There are many other festivals and celebrations of a non-miraculous origin - and non-religious origin - as well, such as the Winter Solstice and Kwanzaa, and I want to include reference to these here, as well, because I feel that the true miracle of this season is that, for a brief moment or two, the whole world sets aside their differences to acknowledge a desire for "peace on earth, good will toward men". For the short holiday season, "love and joy come to you" is more sincere and heartfelt a greeting than at any other time. Whether we share the belief - or non-belief - of our friends or neighbors, we still wish them well and celebrate the season and the bonds of love and friendship that we share.

For my project this week, I chose to make a non-specific holiday ornament. It could be used to decorate for any of the occasions discussed here, and encompasses all nationalities and beliefs:

Stamps: Stampin'Up!
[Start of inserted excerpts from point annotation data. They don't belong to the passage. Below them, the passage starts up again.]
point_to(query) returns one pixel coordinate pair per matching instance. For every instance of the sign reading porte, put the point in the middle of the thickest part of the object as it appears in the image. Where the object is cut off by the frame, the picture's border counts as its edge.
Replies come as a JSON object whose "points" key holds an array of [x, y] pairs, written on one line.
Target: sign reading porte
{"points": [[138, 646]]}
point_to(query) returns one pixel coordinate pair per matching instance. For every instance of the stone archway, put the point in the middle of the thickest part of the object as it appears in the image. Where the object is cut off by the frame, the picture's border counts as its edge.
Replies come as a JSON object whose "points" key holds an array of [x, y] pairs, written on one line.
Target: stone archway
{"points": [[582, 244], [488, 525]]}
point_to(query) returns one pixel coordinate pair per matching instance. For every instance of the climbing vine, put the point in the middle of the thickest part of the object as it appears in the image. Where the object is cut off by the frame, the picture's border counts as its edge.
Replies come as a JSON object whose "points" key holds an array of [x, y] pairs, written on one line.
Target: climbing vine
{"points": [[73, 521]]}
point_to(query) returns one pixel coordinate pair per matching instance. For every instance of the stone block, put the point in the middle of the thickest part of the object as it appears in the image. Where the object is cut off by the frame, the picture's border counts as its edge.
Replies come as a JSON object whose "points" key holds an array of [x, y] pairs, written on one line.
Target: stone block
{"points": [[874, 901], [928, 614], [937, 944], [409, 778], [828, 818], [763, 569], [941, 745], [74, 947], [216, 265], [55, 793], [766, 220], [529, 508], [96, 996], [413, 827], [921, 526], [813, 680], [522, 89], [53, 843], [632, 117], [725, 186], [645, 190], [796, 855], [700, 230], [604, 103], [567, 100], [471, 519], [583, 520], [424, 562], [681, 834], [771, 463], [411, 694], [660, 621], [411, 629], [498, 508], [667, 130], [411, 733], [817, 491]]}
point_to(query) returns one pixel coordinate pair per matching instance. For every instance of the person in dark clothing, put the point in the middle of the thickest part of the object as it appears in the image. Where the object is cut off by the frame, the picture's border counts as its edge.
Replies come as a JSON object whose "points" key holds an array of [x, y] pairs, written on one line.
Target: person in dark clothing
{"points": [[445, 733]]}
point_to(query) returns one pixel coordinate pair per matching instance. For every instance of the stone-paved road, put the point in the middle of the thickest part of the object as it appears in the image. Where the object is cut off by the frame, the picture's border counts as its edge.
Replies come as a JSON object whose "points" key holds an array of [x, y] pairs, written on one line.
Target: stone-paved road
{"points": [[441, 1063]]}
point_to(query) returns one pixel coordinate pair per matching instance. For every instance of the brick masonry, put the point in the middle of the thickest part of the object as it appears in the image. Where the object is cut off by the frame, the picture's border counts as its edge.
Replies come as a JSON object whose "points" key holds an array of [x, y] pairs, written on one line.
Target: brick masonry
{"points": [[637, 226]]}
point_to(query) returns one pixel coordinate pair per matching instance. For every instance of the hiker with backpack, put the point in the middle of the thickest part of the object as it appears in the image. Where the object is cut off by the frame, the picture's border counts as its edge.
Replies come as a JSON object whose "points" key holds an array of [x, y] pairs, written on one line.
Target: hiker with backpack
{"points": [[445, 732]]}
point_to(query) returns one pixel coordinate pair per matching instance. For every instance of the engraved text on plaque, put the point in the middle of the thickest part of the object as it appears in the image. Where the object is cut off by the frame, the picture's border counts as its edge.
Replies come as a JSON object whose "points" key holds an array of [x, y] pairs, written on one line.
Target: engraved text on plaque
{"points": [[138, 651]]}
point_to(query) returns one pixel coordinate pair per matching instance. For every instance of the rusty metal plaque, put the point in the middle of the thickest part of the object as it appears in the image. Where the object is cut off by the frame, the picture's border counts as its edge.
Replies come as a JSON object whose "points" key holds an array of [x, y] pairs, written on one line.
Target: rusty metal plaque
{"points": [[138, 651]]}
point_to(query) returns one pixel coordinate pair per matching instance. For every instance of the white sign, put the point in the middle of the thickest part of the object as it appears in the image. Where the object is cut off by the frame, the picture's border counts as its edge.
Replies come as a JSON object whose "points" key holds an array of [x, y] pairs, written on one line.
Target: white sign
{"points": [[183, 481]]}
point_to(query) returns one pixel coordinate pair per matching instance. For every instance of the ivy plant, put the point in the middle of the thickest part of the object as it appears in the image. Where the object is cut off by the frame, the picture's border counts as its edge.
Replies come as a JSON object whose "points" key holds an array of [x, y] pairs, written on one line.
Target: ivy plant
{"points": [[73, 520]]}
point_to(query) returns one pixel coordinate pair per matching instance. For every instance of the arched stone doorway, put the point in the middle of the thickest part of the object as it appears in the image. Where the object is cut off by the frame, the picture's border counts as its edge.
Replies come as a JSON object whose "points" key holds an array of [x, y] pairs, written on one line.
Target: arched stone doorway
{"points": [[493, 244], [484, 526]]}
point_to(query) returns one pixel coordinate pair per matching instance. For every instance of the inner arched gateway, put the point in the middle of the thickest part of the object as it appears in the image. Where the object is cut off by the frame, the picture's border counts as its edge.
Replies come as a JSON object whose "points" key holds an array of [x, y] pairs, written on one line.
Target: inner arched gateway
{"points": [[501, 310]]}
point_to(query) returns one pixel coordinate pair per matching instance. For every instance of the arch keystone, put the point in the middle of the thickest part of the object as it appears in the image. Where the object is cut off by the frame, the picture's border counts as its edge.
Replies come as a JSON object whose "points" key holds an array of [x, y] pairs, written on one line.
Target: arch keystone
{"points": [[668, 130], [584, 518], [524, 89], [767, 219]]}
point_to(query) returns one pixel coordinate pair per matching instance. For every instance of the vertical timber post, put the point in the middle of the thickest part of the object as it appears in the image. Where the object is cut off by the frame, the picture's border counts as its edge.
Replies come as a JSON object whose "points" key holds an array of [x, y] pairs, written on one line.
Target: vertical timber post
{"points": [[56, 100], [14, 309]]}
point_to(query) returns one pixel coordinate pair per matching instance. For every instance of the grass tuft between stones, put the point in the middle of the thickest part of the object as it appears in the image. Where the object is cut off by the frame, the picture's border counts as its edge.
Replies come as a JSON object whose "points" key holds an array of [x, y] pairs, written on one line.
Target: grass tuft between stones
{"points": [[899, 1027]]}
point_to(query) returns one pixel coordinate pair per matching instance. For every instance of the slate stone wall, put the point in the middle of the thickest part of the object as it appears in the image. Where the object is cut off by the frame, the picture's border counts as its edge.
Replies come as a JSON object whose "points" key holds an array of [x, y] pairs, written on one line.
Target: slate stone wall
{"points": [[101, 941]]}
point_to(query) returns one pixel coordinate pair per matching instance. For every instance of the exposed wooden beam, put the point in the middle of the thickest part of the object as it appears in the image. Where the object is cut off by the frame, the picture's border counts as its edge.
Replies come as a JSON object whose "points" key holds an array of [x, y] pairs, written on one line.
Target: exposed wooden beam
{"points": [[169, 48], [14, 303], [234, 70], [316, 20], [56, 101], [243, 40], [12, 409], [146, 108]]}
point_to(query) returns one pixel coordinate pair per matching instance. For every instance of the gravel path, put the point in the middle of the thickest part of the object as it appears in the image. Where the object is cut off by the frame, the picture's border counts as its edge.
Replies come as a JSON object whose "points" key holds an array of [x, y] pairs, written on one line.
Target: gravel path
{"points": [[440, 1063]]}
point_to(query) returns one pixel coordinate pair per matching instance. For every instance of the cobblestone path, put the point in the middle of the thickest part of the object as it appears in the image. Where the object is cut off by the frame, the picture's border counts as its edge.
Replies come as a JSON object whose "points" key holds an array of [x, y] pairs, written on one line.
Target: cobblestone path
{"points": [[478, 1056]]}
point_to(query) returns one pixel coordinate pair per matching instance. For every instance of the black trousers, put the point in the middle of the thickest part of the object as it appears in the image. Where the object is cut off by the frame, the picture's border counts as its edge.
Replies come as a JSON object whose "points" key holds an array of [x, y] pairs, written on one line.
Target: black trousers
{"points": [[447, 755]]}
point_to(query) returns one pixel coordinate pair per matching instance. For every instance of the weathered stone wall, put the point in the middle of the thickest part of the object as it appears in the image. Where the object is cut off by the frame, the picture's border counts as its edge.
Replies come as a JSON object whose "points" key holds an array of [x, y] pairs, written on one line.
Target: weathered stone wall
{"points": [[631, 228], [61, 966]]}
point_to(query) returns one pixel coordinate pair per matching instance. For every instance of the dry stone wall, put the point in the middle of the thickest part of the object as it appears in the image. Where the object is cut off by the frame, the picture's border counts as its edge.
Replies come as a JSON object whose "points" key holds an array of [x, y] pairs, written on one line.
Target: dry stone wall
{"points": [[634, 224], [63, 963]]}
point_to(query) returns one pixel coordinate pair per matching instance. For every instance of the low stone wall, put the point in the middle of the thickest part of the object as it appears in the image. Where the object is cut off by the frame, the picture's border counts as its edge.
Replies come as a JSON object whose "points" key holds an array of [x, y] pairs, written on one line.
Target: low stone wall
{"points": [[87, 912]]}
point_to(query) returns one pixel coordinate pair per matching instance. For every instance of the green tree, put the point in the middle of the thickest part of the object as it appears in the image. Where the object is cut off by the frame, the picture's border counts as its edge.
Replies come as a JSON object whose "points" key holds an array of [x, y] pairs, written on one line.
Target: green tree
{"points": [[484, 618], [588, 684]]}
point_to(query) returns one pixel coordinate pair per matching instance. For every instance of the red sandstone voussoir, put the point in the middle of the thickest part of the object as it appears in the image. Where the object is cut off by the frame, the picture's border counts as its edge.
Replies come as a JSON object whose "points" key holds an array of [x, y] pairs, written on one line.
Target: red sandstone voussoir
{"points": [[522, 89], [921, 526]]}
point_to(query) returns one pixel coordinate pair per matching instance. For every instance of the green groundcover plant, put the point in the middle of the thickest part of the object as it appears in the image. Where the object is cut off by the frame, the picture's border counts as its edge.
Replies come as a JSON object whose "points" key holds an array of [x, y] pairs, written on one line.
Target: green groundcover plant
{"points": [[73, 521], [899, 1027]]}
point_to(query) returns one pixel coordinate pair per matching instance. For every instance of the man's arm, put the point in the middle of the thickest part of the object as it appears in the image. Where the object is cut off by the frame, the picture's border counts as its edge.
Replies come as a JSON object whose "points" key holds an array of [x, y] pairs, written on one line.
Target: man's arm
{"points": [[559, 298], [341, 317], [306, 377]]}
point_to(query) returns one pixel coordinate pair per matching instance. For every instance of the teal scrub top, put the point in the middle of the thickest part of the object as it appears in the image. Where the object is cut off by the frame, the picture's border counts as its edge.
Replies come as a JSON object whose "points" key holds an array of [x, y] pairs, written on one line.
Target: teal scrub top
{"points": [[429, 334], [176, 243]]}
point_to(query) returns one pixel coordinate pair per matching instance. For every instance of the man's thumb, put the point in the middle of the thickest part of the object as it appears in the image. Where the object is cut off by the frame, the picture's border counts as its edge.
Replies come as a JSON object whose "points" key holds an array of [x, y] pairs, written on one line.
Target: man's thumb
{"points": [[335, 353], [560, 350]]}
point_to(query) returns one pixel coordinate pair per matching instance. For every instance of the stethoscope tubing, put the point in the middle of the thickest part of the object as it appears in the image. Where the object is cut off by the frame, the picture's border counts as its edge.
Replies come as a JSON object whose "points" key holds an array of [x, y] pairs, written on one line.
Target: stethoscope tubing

The World Over and Many Merry Messages; Ink: Memento Tuxedo Black, Versamark; Paper: Paperbilities black, Georgia Pacific white, coaster donated by bar owner friend, Wilton doily; Accessories/tools: Lion Trellis ribbon yarn, "bangle bling" from Michael's, detail white embossing powder, Crop-a-dile, Bic and Prismacolor markers

Here's Mr. Linky so you can link up your creations:

Saturday, December 4, 2010

52CP48 Featured Artists

Good Saturday evening to you! I hope your December is going well so far! I've been decorating trees all day, but wanted to take a quick minute to share the two lovely cards submitted for the "small things" challenge.

Lisa enjoys spending time with family and friends at the holidays and made this card that says, "Snowflakes are like friends, each unique and each a gift to treasure." 'Nuff said...

Very fun stair-step layout, too, eh? Thanks, Lisa!

The other card was from Steph, who says that the things she remembers about the holidays "aren't the decorations or gifts ... it's the time spent laughing with family and friends that are the moments I remember and treasure", which the sentiment on her card sums up, as well:

She used a wonderful double-embossing technique on her card - click over to her blog for more details!

Thank you both for your wonderful contributions, ladies! See the rest of you tomorrow for a new challenge!